En el callejón sin salida que es el presente de Occidente, Portugal se siente, por decirlo de alguna manera, en su ambiente. El futuro que no tenemos hoy los occidentales es el futuro que Portugal siempre ha tenido. Y puede que la capacidad de inventar y de inventarse de los lusitanos sea una de las llaves del porvenir.”

Olhem quem eu descobri!

Pois é...numa das minhas deambulações pelo youtube eis que descubro os à muito olvidados Nightwish! É sempre fantástico recordar esta fabulosa banda. Deixo-vos um cheirinho... Amaranth, dos Nightwish. Enjoy!

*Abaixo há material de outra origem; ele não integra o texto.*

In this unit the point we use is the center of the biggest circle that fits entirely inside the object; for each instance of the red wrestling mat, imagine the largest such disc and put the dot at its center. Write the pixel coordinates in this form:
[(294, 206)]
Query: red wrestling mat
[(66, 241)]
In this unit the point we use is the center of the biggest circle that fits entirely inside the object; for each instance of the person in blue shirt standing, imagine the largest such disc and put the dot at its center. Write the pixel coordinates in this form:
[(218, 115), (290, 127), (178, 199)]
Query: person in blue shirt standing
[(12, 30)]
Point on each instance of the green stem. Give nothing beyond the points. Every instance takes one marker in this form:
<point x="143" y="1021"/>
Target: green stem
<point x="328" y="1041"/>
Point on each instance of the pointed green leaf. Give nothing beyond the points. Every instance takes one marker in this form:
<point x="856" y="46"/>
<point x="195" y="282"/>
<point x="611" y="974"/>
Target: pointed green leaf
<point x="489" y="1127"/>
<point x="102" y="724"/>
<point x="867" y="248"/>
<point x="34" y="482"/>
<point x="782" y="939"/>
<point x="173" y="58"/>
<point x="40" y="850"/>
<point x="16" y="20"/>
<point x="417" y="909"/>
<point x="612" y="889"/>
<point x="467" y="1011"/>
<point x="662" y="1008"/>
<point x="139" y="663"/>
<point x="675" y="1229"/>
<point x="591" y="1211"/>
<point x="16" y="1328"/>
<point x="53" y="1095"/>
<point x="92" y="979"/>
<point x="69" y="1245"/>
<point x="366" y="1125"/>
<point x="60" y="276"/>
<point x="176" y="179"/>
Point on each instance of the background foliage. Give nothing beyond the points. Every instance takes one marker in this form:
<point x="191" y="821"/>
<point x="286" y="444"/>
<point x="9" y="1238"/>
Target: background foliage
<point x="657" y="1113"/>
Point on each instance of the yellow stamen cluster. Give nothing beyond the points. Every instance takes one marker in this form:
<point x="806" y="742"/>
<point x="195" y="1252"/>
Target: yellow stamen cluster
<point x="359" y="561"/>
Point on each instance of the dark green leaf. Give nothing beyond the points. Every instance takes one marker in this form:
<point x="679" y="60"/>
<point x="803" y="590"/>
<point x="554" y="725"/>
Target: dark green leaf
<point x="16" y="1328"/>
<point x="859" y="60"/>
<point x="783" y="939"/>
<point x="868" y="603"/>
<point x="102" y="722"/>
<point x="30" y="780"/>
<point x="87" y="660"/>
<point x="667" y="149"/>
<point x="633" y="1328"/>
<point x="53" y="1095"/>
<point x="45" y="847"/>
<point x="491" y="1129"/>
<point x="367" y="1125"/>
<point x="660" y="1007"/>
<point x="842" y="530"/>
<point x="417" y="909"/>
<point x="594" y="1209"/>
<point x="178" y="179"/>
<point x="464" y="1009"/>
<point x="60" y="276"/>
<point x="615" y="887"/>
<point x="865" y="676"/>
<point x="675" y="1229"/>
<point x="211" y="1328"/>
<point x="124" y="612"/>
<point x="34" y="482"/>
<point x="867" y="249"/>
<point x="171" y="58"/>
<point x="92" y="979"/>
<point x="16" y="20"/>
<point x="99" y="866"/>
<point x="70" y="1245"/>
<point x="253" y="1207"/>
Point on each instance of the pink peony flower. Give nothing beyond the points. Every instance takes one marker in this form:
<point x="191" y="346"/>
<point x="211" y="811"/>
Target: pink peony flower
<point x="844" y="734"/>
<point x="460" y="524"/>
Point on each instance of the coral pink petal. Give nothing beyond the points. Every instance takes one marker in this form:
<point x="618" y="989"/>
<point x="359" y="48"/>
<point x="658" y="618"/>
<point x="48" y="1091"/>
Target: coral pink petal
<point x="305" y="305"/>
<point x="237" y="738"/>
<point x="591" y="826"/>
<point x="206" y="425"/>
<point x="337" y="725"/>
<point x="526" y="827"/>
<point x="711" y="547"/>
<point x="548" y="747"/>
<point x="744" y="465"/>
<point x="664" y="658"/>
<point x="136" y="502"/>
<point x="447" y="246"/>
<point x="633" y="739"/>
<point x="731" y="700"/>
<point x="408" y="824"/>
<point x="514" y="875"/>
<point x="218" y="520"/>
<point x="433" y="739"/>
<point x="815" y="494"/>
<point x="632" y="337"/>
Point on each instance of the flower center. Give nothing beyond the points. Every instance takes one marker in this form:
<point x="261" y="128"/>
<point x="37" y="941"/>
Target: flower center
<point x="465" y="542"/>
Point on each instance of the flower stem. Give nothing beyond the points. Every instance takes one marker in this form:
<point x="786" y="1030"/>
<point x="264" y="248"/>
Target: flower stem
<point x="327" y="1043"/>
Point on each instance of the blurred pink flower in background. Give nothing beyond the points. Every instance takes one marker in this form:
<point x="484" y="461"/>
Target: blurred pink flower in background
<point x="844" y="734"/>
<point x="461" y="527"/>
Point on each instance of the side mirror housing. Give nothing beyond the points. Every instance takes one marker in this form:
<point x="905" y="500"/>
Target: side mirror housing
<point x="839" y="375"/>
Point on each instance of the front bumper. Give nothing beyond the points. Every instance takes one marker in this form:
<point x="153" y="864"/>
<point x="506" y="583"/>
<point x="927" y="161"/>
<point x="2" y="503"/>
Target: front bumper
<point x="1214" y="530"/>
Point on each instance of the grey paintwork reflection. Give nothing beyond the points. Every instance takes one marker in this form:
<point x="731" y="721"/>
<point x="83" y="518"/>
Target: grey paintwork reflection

quinta-feira, 29 de outubro de 2009

Gripe A, GripA e GripiA

Não deixa de ser estranho as coisas em que reparo. O hemisfério Norte vive actualmente a histeria da gripe A. Diz que é uma doença viral que anda por aí. Mas não é dessa face da pandemia que vou falar.
Já repararam (por favor, para que eu não seja o único, pleaaasee) na forma como as pessoas se referem à gripe e a esta em particular? No meio das gripes multifacetadas esta deve ser a que mais sofre de personalidade múltipla (...vamos supor que uma gripe possa ter personalidade. Sim, eu sei, é parvo!). Ora vejamos. Há quem lhe chame pelo nome mais conservador, mas que fica sempre bem: Gripe A. Este é o nome mais utilizado pelos jornalistas e políticos...e por mim :D. Os jovens rebeldes preferem um nome mais "rápido": GripA. "Epa... já viste estas cenas com álcool e o piiiiiiii (palavrão)? Parece que são para lavarmos as mãos, para que o bichado da GripA não nos ferre o dente" - comentam alguns jovens entre si. Curiosamente, o nome mais radical é aquele que se ouve da boca das pessoas mais idosas: GripiA. E ainda chamam a estas pessoas de retrógradas...tss tss. "Yah" pois! Ah e tal, no tempo do Salazar é que era bom!

Ontem abordaram-me porque tinham lido o meu blogue. Disseram-me que isto até é engraçado e tem umas piadas fixes. "Nem tinha reparado" - disse eu. Pelo meio da conversa saíram-se com uma do género: "Deves ter um sucesso com as miúdas, elas gostam de gajos com sentido de humor". Essa afirmação deu-me que pensar... Será que isto é verdade? Nunca tinha reparado que poderia ter assim tanto sucesso com as mulheres, mas depois a realidade caiu-me em cima. Notei que as miúdas realmente gostam de gajos com sentido de humor. De facto entretêm-se um bocado, mas depois cansam-se e vão ter com os namorados, que são "personal trainers". Conclusão: isto de ser engraçado é giro, mas não é assim tão giro que leve uma miúda a ficar connosco durante mais do que duas ou três piadas. Vou tentar a partir de agora fazer piadas longas...ou então brilhantemente inteligentes para que elas levem algum tempo a percebê-las! Assim um gajo para além de passar por engraçado também passa por inteligente.

segunda-feira, 26 de outubro de 2009

Tenho falta de temas, de assunto e de matérias

Corre o dia 26 de Outubro do ano da graça de 2009 e não tenho assunto sobre que falar. Nem assunto nem temas. Julgava ao menos ter matérias mas...nem isso.
Diz que o Benfica largou 6. Começo a ficar desiludido. Jogo em que o Benfica dá menos de 7 ao adversário sabe-me a pão sem sal. O próximo jogo parece-me que é com uma equipa chamada...como é que é?....Braga, acho eu. Lá vêm mais 6 ou 7, para variar.